Si l’hypocrisie de cette campagne de la bourgeoisie en faveur du « vivre-ensemble » n’était pas assez évidente, elle l’est devenue cet été. Après une attaque terroriste à Solingen fin août, les partis bourgeois et la presse capitaliste ont subitement entamé une nouvelle campagne de propagande, dirigée cette fois contre les immigrés et les musulmans. Le gouvernement de coalition a notamment fait passer une série de lois qui durcissent drastiquement l’obtention du droit d’asile. La classe dirigeante est donc en train d’instaurer le cadre légal nécessaire à des expulsions massives, précisément ce qu’elle accusait l’AfD de préparer !

Pour une politique de classe !

L’AfD a beau être critiqué férocement par la classe dirigeante, ce parti réactionnaire n’en est pas moins un fervent partisan des politiques d’austerité, du soutien à Israël et au génocide des Gazaouis, et des cadeaux fiscaux aux milliardaires et aux grandes entreprises. L’AfD est un ennemi de la classe ouvrière, qu’il cherche à diviser par une démagogie raciste.
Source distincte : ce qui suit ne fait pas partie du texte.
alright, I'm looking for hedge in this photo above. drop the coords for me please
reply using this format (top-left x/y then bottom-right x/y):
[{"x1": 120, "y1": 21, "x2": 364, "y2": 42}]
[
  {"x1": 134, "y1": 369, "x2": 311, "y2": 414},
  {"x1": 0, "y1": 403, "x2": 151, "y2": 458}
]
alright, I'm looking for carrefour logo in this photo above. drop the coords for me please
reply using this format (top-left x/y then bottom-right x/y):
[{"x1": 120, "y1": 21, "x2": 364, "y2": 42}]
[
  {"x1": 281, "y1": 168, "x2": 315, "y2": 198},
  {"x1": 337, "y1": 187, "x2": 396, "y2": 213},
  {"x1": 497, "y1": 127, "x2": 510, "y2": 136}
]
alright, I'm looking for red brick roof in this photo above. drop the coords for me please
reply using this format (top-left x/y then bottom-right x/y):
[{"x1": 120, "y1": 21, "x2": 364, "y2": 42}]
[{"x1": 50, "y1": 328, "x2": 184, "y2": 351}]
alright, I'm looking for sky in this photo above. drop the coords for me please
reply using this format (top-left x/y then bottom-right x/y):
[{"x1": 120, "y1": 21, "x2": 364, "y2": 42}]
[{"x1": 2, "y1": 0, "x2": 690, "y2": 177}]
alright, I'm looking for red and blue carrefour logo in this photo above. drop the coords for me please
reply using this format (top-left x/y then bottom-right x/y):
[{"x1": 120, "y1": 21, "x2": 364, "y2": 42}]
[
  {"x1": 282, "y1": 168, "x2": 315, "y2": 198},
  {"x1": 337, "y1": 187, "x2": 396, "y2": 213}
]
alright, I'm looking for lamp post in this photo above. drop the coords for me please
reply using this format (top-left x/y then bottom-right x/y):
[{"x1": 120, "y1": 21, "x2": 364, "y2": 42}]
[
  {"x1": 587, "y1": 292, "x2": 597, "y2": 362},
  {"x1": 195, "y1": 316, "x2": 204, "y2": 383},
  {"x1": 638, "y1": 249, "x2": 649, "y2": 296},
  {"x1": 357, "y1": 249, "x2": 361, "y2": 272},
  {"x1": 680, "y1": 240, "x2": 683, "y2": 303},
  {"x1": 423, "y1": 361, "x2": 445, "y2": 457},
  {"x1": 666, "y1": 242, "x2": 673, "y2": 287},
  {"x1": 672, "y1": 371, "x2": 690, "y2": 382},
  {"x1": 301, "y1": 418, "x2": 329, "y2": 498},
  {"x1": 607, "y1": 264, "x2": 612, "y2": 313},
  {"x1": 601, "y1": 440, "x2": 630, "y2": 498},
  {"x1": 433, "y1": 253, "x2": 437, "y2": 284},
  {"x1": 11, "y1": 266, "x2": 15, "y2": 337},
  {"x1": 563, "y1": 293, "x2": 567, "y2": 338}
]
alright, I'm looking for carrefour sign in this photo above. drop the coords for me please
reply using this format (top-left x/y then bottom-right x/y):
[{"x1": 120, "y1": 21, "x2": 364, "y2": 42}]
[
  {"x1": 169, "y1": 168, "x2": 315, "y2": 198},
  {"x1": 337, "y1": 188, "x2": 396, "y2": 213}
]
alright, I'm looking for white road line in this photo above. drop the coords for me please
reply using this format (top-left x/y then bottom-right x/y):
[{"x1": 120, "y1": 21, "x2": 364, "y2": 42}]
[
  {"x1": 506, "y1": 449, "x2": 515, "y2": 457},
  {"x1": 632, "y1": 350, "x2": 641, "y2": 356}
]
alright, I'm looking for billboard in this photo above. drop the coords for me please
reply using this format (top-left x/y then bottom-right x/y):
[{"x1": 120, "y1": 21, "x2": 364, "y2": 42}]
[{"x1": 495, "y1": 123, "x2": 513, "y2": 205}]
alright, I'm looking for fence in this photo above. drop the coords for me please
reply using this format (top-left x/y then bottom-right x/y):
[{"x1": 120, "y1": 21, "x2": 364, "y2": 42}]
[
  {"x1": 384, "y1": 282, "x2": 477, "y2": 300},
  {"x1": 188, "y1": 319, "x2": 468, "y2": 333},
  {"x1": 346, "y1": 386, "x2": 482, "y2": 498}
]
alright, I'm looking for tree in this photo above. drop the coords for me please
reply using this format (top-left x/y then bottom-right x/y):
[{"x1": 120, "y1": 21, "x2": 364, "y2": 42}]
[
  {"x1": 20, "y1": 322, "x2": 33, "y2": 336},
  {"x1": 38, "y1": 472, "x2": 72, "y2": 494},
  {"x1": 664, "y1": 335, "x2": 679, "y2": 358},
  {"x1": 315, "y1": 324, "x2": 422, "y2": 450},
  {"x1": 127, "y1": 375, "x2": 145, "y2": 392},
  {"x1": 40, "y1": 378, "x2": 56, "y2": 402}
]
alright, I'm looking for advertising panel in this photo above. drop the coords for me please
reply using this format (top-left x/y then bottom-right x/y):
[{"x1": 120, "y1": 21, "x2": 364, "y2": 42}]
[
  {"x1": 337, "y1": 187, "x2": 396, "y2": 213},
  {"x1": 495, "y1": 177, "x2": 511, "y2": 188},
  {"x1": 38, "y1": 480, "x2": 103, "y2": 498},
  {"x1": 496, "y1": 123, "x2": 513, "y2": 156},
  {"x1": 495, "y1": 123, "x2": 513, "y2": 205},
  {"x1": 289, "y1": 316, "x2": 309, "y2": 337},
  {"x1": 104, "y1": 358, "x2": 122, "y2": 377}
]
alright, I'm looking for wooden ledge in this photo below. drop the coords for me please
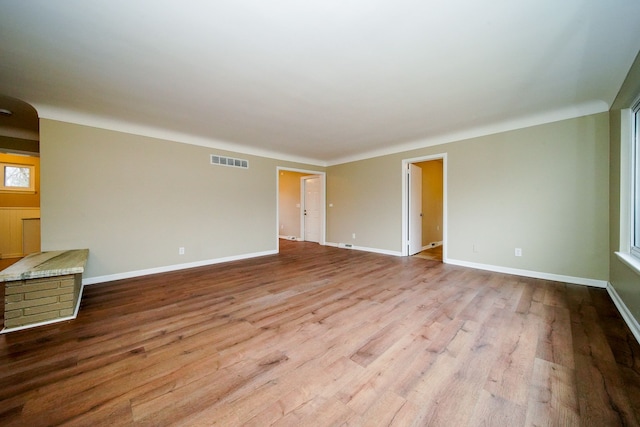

L’AfD n’a pas été le seul parti à progresser durant les élections de septembre. Cela a aussi été le cas de l’« Alliance Sahra Wagenknecht » (BSW). Cette scission récente du parti réformiste de gauche Die Linke se caractérise par un programme confus, qui mêle la revendication d’aides supplémentaires aux petites entreprises à une démagogie raciste dirigée contre les immigrés. Le BSW est arrivé troisième en Saxe et en Thuringe, derrière l’AfD et la CDU, mais devant le SPD, les Verts, les Libéraux et Die Linke. En Brandebourg, le BSW est à nouveau arrivé troisième, derrière le SPD et l’AfD.

Les succès de l’AfD et du BSW marquent avant tout le rejet massif des partis du statu quo, qu’il s’agisse de la CDU, qui a dirigé l’Allemagne de 2005 à 2021, ou du SPD, des Libéraux et des Verts qui gouvernent aujourd’hui. Durant toute cette période, la politique gouvernementale est restée peu ou prou la même et n’a profité qu’aux grandes entreprises. Quant à Die Linke, il paie le prix de son soutien aux politiques d’austérité que le SPD applique dans plusieurs Lander.

Après plusieurs décennies de stabilité, toutes les contradictions du capitalisme allemand sont en train de remonter à la surface et font trembler la classe dirigeante. La classe ouvrière allemande ne doit placer aucune confiance dans les partis au service de la bourgeoisie, qui ne prétend défendre la « démocratie » que pour protéger ses profits. Elle ne doit rien attendre non plus de la démagogie réactionnaire de l’AfD ou de l’opportunisme raciste du BSW, qui cherchent à détourner la colère des masses contre les immigrés pour défendre le capitalisme allemand. Seule une politique révolutionnaire de classe, sur la base d’un programme communiste peut mettre fin à l’austérité et à l’exploitation.